Regress des Kaskoversicherers und Haftungsteilung

Der Kaskoversicherer kann den Verursacher eines Schadens unter bestimmten Umständen in Regress nehmen. Ist der Versicherer gegenüber dem Versicherungsnehmer zur Leistung verpflichtet und zahlt er die Entschädigung, gehen die Ansprüche gegen den Verursacher des Schadens gemäß § 86 VVG vom Versicherungsnehmer auf den Versicherer über. Der Versicherer kann seine Entschädigungsleistung dann vom Verursacher zurückverlangen.

Der Kaskoversicherer kann den Verursacher allerdings nur dann in Regress nehmen, wenn dieser den Schaden vorsätzlich oder grob fahrlässig verursacht hat.  Verursacht ein unberechtigter Fahrer einen Schaden, besteht die Regressmöglichkeit für den Versicherer dagegen bereits bei einfacher Fahrlässigkeit.

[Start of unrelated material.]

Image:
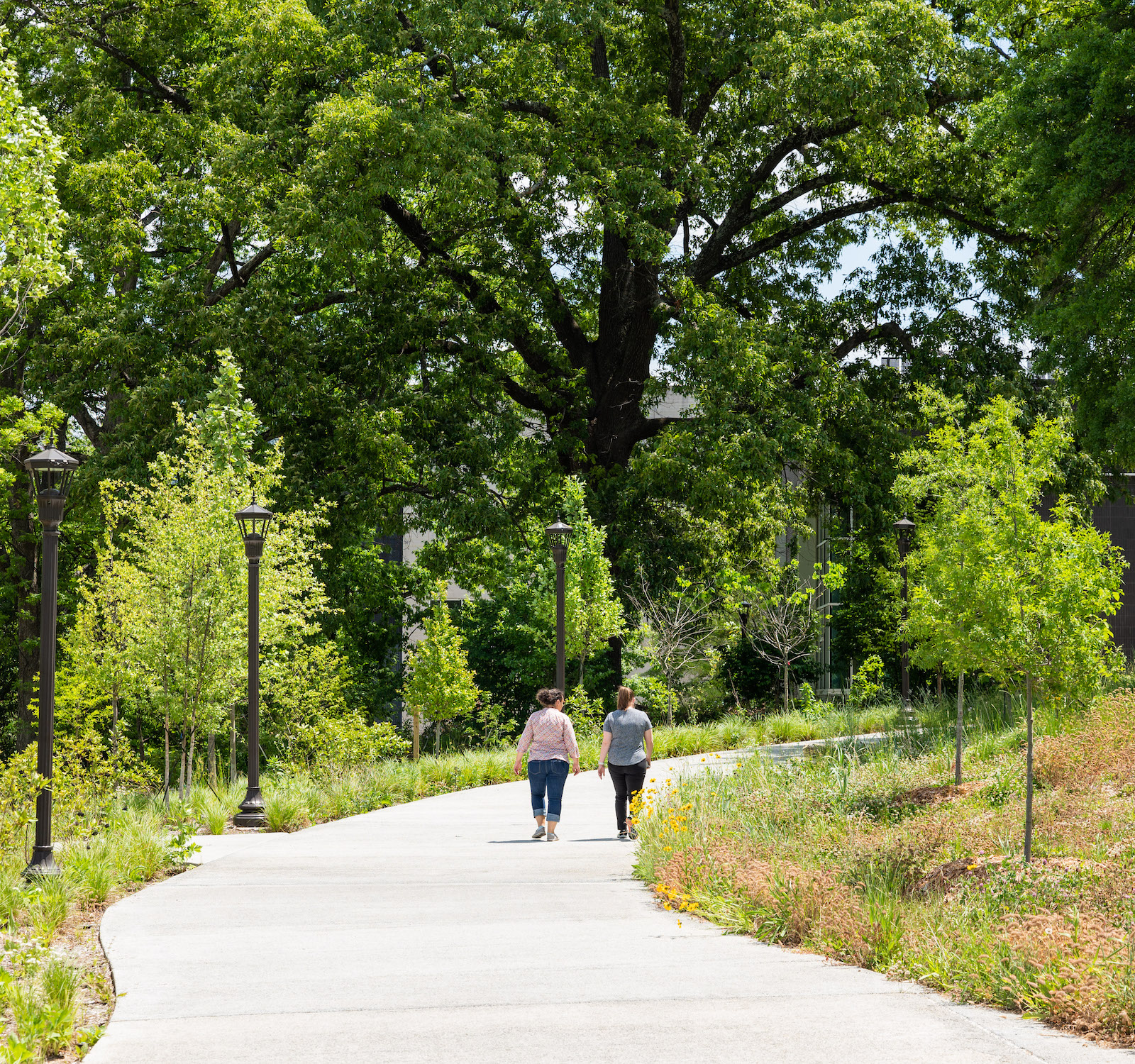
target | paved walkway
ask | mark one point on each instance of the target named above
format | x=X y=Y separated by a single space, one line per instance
x=438 y=931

Der Versicherer kann den Übergang der Forderung vom Versicherungsnehmer auf sich selbst nicht geltend machen, wenn der Schaden von einer Person verursacht wurde, die zum Zeitpunkt des Schadens mit dem Versicherungsnehmer in häuslicher Gemeinschaft wohnt. Einzige Ausnahme: Wenn der Schaden vorsätzlich herbeigeführt wurde, besteht ein Regressanspruch des Versicherers. Diese Regelung soll vermeiden, dass der häusliche Frieden durch einen Unfall und seine finanziellen Folgen in Gefahr gerät.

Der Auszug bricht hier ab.